Things get a bit more complicated when there is a match. First, we pull some User Input Fragments of the input and place them in the @UIF array using some regular expression magic that I’ll cover in the next post. We then look for UIF keywords in our output pattern and replace them with the proper bits of user input. For example, if the output pattern has the string “UIF0” inside of it we replace it with the first entry in the @UIF array. This lets us create chatbot responses that include some of the same words as the user’s input. Once we’re finished searching and substituting we break out of the loop and return the now complete response string.

 

Breaking out of the loop is very important. Remember that DELPHI is supposed to use prioritized pattern matching to break ties. We can achieve this by placing high priority items near the beginning of our array and then stopping the pattern search the first time we find a match. This means that when an input matches more than one pattern it will naturally match against the highest priority pattern without ever even seeing the lower priority pattern it also would have matched.

 

The Sweet Smell of Successful Tests

 

Now that we’ve filled in generateResponse with some guts it’s time to run our tests…

 

Passed 2 out of 11 tests
Test Failure!!!

Two successes! More specifically the tests we are passing is the “nonsense” test and the basic “Yes/No” question test.

 

Input: Pumpkin mice word salad

Output: I don’t want to talk about that. Please ask me a question

Input: Is Perl a good choice for this program?

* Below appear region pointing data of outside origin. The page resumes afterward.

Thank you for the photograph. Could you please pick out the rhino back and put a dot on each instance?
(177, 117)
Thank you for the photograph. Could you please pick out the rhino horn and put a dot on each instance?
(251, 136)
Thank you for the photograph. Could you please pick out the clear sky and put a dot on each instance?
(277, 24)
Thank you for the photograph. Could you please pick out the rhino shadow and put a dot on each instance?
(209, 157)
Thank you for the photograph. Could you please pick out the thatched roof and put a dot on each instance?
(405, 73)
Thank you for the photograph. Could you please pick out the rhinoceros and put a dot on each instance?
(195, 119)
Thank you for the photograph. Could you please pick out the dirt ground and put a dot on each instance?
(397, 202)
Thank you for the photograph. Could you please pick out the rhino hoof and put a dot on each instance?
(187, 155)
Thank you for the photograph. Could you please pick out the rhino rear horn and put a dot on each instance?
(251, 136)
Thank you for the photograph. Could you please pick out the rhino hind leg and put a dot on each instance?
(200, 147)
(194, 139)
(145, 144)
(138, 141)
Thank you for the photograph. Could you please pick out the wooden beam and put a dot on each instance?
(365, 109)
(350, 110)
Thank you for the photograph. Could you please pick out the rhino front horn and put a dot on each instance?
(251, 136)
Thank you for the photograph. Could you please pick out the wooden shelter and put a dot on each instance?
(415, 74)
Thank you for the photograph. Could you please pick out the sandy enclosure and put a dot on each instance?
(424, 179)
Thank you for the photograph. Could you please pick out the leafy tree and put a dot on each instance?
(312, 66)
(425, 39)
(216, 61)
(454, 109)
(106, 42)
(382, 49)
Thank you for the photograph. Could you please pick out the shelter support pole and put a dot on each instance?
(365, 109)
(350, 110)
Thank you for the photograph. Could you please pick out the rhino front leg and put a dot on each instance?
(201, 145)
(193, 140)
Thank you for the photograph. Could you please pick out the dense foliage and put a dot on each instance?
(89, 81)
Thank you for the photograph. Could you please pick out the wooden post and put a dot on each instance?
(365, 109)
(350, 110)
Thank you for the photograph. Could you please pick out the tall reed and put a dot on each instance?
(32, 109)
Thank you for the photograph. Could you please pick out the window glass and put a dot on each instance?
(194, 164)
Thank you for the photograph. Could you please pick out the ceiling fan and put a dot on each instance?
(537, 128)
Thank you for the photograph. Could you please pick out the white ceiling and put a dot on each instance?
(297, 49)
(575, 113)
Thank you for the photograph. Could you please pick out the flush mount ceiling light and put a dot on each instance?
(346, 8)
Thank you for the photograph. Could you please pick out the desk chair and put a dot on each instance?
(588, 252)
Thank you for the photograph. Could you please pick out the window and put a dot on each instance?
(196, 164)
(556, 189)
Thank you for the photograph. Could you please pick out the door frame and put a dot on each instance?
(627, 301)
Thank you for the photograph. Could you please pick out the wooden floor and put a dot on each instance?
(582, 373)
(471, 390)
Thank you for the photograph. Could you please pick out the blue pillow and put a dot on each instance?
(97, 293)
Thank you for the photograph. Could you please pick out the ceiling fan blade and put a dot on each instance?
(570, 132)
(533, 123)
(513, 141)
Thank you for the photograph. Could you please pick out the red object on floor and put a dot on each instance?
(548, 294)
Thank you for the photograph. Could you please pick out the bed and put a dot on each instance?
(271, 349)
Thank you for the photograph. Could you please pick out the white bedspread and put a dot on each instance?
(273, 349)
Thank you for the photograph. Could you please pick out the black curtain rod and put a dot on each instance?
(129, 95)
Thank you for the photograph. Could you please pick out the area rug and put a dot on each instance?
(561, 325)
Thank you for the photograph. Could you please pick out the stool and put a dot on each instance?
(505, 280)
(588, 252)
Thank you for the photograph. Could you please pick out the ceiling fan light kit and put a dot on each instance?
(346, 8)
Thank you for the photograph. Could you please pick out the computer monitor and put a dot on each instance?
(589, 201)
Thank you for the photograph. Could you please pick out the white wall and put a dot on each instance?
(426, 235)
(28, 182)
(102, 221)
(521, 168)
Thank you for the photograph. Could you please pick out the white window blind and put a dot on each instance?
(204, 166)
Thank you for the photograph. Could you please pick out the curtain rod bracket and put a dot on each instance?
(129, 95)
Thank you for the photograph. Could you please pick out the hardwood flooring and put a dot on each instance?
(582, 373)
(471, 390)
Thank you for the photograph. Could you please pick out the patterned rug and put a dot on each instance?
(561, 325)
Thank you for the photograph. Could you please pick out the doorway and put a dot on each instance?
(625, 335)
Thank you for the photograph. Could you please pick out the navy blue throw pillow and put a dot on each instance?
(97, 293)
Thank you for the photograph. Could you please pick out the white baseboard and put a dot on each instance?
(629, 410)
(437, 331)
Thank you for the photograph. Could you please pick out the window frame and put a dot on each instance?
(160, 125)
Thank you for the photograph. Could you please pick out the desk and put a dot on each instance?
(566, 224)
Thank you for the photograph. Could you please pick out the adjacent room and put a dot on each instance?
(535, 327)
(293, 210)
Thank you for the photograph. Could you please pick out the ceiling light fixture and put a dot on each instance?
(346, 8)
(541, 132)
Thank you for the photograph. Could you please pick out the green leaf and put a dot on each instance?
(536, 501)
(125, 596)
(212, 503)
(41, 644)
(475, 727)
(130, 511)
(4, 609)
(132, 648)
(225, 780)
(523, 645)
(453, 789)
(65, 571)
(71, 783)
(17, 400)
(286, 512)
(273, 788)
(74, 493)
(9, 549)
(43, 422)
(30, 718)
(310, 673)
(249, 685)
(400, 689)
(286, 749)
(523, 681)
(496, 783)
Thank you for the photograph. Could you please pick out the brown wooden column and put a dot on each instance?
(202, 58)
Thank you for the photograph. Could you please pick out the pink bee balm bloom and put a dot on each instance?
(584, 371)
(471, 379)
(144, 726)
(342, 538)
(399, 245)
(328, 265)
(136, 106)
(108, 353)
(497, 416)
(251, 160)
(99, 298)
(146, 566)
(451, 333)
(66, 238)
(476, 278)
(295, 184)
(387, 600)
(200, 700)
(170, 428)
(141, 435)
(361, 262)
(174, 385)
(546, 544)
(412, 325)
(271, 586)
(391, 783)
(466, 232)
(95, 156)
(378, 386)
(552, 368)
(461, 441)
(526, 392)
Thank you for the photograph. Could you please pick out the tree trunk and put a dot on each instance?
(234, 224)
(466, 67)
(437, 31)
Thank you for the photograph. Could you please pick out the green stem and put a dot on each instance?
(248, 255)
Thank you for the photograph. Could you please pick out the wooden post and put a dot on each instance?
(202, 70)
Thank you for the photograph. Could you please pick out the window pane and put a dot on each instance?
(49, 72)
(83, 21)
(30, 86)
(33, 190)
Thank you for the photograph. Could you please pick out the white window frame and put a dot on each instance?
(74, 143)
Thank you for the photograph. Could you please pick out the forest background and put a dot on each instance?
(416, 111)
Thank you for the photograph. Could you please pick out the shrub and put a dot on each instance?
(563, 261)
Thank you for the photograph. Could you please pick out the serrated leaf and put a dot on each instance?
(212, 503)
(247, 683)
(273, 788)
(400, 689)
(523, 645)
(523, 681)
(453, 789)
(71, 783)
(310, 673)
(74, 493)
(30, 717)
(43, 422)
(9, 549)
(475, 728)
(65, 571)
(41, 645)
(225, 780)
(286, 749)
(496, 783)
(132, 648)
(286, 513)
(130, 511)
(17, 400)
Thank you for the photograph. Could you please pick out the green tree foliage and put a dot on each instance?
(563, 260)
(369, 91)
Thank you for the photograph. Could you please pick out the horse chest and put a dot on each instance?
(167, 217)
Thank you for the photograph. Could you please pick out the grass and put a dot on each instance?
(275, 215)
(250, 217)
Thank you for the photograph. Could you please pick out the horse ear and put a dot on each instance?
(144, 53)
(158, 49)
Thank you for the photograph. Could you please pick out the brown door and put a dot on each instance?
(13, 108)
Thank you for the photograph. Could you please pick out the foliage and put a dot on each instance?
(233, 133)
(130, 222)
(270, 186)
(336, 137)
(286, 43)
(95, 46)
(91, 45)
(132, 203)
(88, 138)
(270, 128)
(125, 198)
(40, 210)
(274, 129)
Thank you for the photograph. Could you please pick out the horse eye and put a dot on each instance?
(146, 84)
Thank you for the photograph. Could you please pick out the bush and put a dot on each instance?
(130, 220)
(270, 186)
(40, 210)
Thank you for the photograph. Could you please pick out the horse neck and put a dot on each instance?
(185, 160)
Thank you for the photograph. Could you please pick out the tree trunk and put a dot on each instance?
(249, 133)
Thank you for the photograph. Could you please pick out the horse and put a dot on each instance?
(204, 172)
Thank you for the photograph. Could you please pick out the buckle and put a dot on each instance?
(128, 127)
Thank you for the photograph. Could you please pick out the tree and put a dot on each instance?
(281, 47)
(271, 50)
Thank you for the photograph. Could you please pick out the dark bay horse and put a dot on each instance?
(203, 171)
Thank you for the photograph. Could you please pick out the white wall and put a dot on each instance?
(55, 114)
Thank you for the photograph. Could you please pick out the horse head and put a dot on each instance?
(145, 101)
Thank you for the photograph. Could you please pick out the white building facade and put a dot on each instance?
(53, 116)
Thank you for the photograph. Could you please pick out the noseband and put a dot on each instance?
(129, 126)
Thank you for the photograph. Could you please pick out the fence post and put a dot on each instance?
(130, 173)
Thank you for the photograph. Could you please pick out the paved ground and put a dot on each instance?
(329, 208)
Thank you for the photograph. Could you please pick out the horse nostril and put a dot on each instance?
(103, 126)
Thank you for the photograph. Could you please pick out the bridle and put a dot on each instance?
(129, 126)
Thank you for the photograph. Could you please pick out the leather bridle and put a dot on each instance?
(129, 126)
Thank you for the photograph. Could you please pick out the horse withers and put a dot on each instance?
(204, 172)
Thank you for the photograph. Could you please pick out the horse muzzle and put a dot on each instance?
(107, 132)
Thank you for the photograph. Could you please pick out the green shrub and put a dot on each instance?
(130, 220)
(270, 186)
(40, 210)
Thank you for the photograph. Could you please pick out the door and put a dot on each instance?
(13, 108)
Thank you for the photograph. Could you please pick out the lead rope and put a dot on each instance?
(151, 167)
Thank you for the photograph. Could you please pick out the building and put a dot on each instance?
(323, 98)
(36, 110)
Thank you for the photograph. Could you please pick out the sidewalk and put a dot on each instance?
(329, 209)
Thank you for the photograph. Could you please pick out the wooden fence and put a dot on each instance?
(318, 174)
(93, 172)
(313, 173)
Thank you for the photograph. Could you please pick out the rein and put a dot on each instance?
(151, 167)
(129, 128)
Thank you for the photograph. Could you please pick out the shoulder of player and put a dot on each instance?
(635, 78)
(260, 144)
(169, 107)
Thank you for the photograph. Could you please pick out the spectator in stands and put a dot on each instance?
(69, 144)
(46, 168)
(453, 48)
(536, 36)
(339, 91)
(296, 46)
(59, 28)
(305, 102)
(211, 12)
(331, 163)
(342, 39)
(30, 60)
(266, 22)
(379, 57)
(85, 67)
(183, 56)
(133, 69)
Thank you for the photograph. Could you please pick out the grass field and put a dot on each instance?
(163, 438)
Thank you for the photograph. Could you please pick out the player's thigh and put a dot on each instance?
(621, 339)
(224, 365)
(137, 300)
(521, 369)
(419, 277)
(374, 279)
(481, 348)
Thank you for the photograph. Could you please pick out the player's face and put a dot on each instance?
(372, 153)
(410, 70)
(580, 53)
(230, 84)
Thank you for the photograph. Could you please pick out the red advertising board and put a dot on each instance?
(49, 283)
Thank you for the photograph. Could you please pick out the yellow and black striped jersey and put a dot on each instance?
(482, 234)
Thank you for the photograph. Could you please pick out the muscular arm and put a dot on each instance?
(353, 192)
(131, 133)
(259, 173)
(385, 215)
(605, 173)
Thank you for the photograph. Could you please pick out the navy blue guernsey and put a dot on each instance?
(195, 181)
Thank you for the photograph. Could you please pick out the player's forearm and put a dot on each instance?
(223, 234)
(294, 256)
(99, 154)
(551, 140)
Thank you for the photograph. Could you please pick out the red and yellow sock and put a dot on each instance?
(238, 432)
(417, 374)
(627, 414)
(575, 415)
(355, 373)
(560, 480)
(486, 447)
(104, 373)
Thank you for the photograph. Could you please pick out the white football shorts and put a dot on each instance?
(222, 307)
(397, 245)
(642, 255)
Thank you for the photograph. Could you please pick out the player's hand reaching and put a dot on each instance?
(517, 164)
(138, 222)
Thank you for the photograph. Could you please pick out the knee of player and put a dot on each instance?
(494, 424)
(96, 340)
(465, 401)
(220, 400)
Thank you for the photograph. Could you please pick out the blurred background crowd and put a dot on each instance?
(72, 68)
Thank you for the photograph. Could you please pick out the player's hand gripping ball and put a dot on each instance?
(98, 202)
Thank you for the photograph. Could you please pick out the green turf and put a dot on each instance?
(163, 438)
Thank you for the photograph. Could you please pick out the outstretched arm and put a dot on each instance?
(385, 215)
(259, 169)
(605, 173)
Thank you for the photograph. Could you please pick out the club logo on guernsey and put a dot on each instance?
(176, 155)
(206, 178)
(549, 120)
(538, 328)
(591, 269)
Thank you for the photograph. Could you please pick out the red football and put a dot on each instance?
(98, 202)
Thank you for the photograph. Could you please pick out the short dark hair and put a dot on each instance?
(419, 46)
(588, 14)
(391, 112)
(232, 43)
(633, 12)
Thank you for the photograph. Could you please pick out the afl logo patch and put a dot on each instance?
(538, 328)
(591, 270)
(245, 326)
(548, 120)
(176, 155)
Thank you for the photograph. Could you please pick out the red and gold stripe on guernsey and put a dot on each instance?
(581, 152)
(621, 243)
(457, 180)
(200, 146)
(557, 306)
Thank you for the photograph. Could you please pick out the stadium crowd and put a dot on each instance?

Output: Fate indicates that Perl is a good choice for this program

 

Anybody that was confused by the User Input Fragments idea during response generation should take a close look at the second test case. When the user asks DELPHI “Is Perl a good choice for this program?” their input gets split into fragments: “Perl” and “a good choice for this program”. We can then glue those into the output pattern of “Fate indicates that UIF0 is UIF1” to create an intelligent response of “Fate indicates that Perl is a good choice for this program”.

 

Conclusion

 

Believe it or not I’m now done with almost 50% of this project’s Perl code. Most of the real work on DELPHI will actually come from thinking up all the regular expressions that we’re going to use to pattern-match the user input.

 

Which is why next post is going to jump into regular expressions, analyzing the three rules I’ve already presented and writing one or two more.

 

 

* Bonus points** to anyone who can point out why declaring and populating a predictable array in the middle of a function that’s going to be called dozens or hundreds of times is a bad idea.

 

** Bonus points are not redeemable for cash or prizes and do not, in fact, exist.